Before this current book, it has not been known at all what the mysterious Voynich glyphs were about, whether they concealed a cipher or not.
This book demonstrates that the Voynich glyphs have several renderings and constitute an elaborate writing system, partially based on medieval Latin writing traditions including letters, ligatures, abbreviations, and truncations.
The presence of these inhomogeneous cryptographic and linguistic features resolves several long-standing puzzles. For example, the position dependent Voynich glyphs, occurring preferably at word-beginnings and word-endings [Stolfi00, Palmer14], correspond to specific (word-beginning and word-ending) medieval Latin abbreviations. Furthermore, the mixed representation of letters and abbreviations in the Voynich glyphs remarkably skews the statistical features of the Voynich text, giving rise to rather unusual statistical behavior (shorter words, unusual glyph occurrence frequencies and glyph-glyph correlations). Besides, the multiple renderings of the Voynich glyphs also explain the mysterious, glossolalia-like word repetitions and alliterations prevailing in the Voynich text: the repeated or alliterated glyph sequences represent different words (upon transcription).

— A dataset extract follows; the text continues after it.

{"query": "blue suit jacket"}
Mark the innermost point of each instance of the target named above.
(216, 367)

Making use of analogies of crystal growth and quantum mechanics, the author of this book developed a context-propagation-based approach toward the decryption of this cunning, polysemous (polyphonic), non-local, context-dependent cipher. The underlying language of the decrypted Voynich text segments turned out to be Latin and the retrieved contents were shocking. Finally, the decrypted texts are in full accord with the illustrations of the Voynich manuscript which convey concealed representations.